Comparison of coverage and Ct values between the different library preparation methods for repeat samples only.
| Coverage (% of SARS-CoV-2 Genome) | ||||
|---|---|---|---|---|
| Sequence | TruSeq DNA Nano | NEBnext Ultra II | Nextera Flex | Ct Value |
| KRISP_0002 | 97.5 | 98.3 | 98.5 | 24.0 |
| KRISP_0004 | 99.5 | 98.3 | 98.1 | 24.1 |
| KRISP_0019 | 97.4 | 89.9 | 90.2 | NA |
| KRISP_0021 | 63.5 | 99.1 | 82.7 | 14.1 |
| KRISP_0024 | - | 95.2 | 94.6 | 21.5 |
| KRISP_0026 | - | 99.8 | 99.9 | 17.9 |
| KRISP_0028 | - | 96.1 | 98.1 | 21.4 |
| KRISP_0031 | - | 86.2 | 84.1 | 24.3 |
| KRISP_016 | 99.8 | - | 99.2 | NA |
| KRISP_017 | 99.9 | - | 99.9 | NA |
| KRISP_006 | 99.5 | - | 96.3 | 21.0 |
| KRISP_007 | 99.9 | - | 99.6 | 25.5 |
| KRISP_003 | 25.3 | 92.4 | - | Undetermined |
| KRISP_010 | 93.4 | 92.3 | - | 25.6 |
| KRISP_014 | 81.9 | 70.6 | - | NA |
| KRISP_013 | 63.4 | 73.0 | - | NA |
Figure 4Association between Ct value and genome length by library preparation method. (A) Regression plot of mean Ct value of all unique samples against their genome lengths (% coverage against SARS-CoV-2 reference). Samples with missing Ct value information (n = 8) are shown in red.
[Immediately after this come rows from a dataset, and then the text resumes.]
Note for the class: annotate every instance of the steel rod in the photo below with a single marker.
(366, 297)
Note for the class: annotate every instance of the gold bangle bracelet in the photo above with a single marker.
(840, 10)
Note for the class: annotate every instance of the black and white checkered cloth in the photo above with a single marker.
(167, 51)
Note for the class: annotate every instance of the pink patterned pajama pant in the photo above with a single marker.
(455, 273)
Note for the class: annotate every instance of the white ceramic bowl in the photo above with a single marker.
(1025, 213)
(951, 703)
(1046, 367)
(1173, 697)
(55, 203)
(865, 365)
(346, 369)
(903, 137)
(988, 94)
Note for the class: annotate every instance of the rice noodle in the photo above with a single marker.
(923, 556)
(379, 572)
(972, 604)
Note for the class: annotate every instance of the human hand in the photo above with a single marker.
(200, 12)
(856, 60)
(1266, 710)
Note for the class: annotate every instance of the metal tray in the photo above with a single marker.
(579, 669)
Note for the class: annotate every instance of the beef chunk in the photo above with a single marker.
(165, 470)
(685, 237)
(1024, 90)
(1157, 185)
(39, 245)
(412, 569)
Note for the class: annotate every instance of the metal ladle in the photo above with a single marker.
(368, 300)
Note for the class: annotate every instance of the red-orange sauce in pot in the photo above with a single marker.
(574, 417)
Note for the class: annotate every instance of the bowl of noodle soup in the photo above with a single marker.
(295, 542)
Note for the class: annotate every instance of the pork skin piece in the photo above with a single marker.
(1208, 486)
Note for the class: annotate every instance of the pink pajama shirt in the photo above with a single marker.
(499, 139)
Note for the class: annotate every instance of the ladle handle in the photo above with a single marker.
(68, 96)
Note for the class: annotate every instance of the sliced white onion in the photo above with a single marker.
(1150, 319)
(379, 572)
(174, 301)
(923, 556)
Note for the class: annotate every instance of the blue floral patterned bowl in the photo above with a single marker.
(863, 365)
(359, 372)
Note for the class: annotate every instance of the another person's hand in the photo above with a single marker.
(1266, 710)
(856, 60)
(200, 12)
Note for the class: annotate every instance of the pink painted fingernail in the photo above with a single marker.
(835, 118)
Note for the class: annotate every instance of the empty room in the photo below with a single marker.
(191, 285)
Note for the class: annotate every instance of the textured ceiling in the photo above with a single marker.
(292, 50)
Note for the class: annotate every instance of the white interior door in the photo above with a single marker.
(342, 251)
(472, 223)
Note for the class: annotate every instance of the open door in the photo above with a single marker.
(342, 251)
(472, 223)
A total of 114 assembled genomes of >90% were produced (80 with Ct value <27, 29 with Ct value >27, and five with missing Ct values). (B) Box plot and statistical comparison of genome coverage obtained from samples grouped in three mean Ct value thresholds (25, 27, and 30) by library preparation method, showing statistically significant (t-tests) differences between lower and higher Ct value samples. ****: level of significance.
Figure 5Phylogenetic tree. Showing a Maximum-Likelihood (ML) tree of the 54 genomes (orange circles) against publicly available SARS-CoV-2 genomes as reference. The 54 genomes fall mostly in the B.1 (n = 50), B (n = 3), or B.2 (n = 1) lineages.